Prime Minister Boris Johnson on Monday said leaving the European Union without a deal on future trade would be a “good outcome” for Britain, warning that London will walk away from talks with Brussels unless agreement can be found by mid-October.
In another potential blow to the negotiations on post-Brexit trade, which are due to resume on Tuesday, Johnson’s government wants to pass a bill in parliament to override part of Britain’s EU withdrawal agreement, the Financial Times reported.
An “internal market bill,” due to be published on Wednesday, would override provisions in the withdrawal agreement on state aid and separate customs arrangements for Northern Ireland, the newspaper said.
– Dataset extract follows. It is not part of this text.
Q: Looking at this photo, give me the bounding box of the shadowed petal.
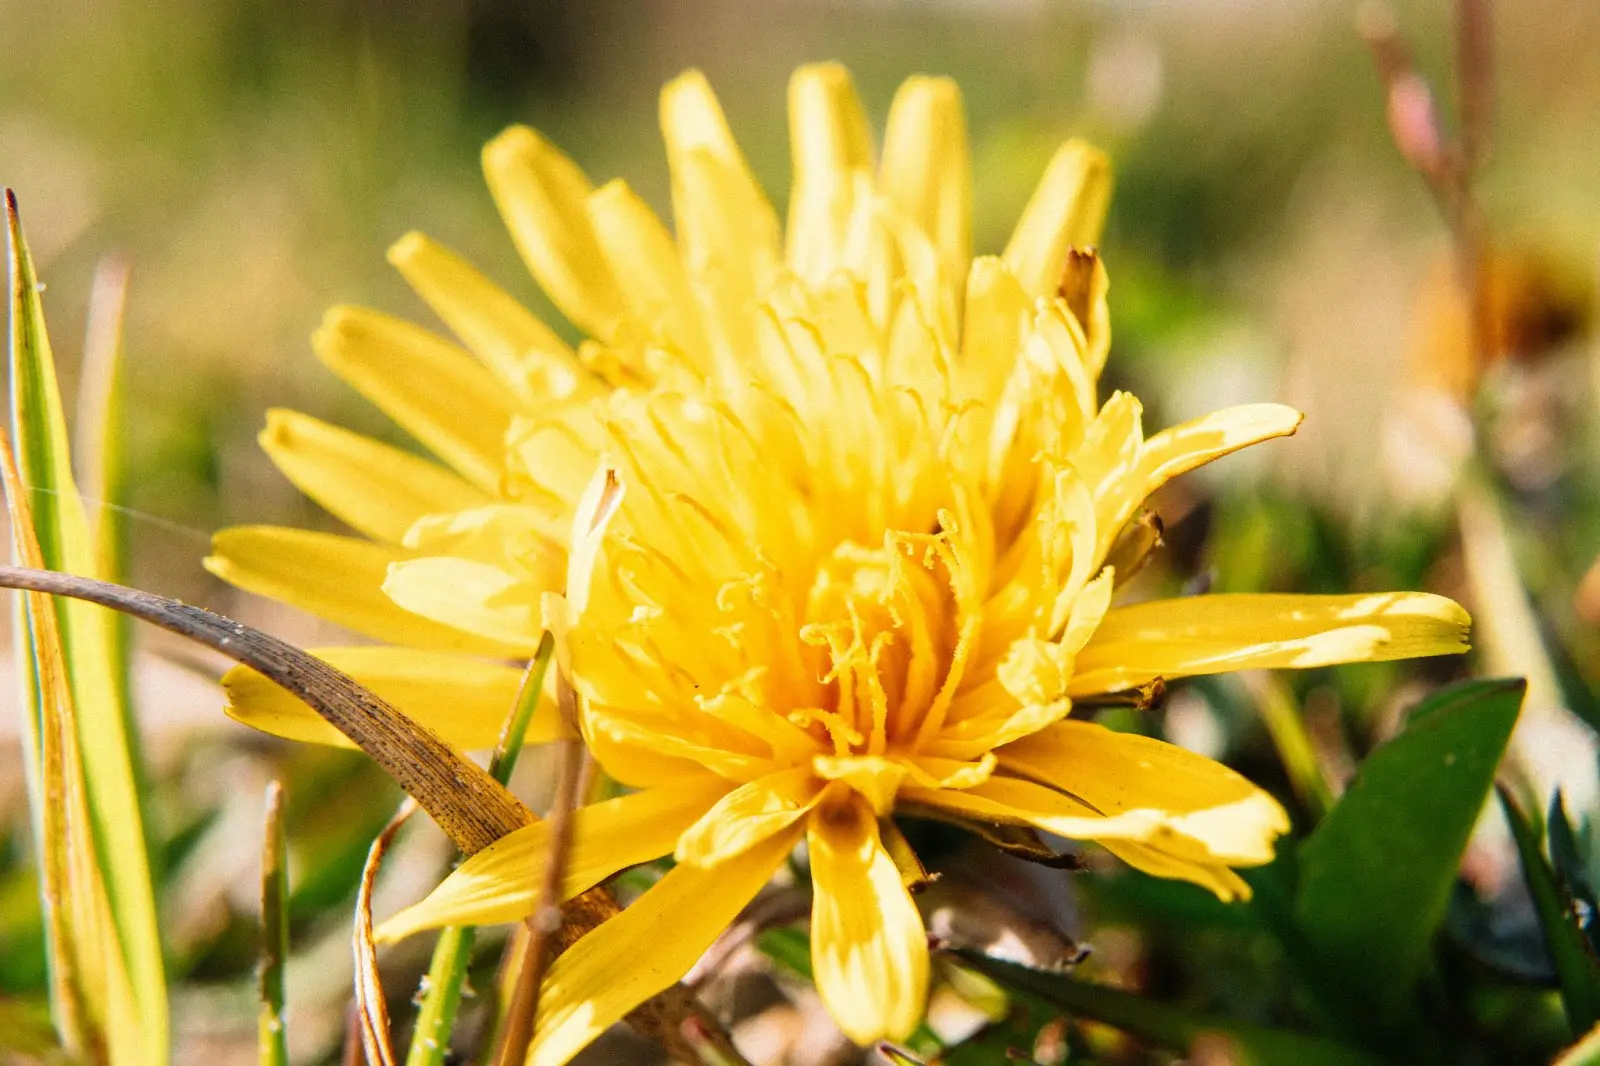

Johnson is expected to insist on Monday that any agreement on future trade must be finalized by October 15, Downing Street said.
“If we can’t agree by then, then I do not see that there will be a free trade agreement between us, and we should both accept that and move on,” he said in advance excerpts of his remarks.
In the absence of an agreement, Britain would begin trading with the EU under World Trade Organization rules, like Australia, Johnson said. “I want to be absolutely clear that, as we have said right from the start, that would be a good outcome for the UK,” he said.
Britain formally left the EU in January and entered a transition period until the end of the year, during which it still belongs to the EU single market and customs union.